Friday, June 22, 2012

Rio+20 Finally Phones It In

Here's the first sentence of the "final" press release I received this morning from the United Nations Environment Programe:
Rio de Janeiro, 22 June 2012—The Rio+ 20 Summit ended today with a range of outcomes which, if embraced over the coming months and years, offer the opportunity to catalyze pathways towards a more sustainable 21st century.
In other words: they did a lot of things, and if they keep doing them maybe something can get done. Now there's a bold declaration for you.

Did anyone consider a release that simply stated the truth: "Rio de Janeiro, 22 June 2012 -- Nothing got done here, because the big players on the world stage oppose all actions to mitigate climate change and protect the environment.
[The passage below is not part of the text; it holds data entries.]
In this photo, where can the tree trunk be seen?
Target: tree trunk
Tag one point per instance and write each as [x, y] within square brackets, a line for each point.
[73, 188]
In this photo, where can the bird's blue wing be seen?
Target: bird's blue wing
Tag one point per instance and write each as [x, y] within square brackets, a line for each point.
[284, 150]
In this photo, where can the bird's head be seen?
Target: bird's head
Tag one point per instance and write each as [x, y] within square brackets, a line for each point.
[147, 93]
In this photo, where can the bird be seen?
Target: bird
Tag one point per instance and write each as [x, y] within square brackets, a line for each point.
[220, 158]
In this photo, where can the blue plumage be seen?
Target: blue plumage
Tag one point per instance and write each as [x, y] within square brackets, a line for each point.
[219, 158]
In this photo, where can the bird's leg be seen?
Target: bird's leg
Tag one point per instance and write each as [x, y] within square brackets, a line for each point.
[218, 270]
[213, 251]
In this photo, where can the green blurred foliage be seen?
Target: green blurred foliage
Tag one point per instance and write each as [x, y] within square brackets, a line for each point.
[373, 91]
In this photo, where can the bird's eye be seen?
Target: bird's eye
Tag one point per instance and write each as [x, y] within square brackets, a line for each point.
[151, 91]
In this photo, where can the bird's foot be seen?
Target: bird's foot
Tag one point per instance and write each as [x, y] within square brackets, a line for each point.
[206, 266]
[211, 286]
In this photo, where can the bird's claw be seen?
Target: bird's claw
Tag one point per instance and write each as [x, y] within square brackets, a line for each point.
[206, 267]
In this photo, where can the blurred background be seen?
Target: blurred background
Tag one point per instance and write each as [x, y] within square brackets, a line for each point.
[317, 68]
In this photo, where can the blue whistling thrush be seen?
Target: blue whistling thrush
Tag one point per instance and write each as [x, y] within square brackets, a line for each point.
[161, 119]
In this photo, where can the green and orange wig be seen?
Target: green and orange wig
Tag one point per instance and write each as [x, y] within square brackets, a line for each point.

And we think that's a big problem."

The actual UNEP press release continues:
Heads of State and more than 190 nations gave the green light to a Green Economy in the context of sustainable development and poverty eradication.

Nations agreed that such a transition could be ‘an important tool’ when supported by policies that encourage decent employment, social welfare and inclusion and the maintenance of the Earth’s ecosystems from forests to freshwaters.

The decision supports nations wishing to forge ahead with a green economy transition while providing developing economies with the opportunity for access to international support in terms of finance and capacity building.
There's a great phrase: "nations wishing to forge ahead...." Actually moving ahead, though, seems completely optional.

Further down is a sentence braided with so much beautiful bureaucratese that it was clearly intended to be the exact opposite of a simple worded statement of what the conference actually did:
“Several other important agreements were also forged that can assist in enabling that transition ranging from assessing the potential of a new indicator of wealth and human progress beyond the narrowness of GDP to increasing the level of accountability and transparency of companies in respect to reporting their environmental, social and governance footprints.”

-- Achim Steiner, UN Under-Secretary General and UN Environment Programme (UNEP) Executive Director
At least Steiner added this:
“The outcome of Rio+20 will disappoint and frustrate many given the science, the day to day reality of often simply surviving as individuals and as families, the analysis of where development is currently heading for seven billion people and the inordinate opportunity for a different trajectory. However if nations, companies, cities and communities can move forward on the positive elements of the Summit’s outcome it may assist in one day realizing the Future We Want."
Someday students of international law and diplomacy will study this conference as a lesson in sterility. Textbooks are probably being updated right now.

1 comment:

John Fleck said...

I just received, in the mail, the World Bank's glossy 52-page Rio+20 sustainability magazine. It was addressed to a reporter who has not worked at the newspaper in 20 years. So yes, "phoning it in" seems about right.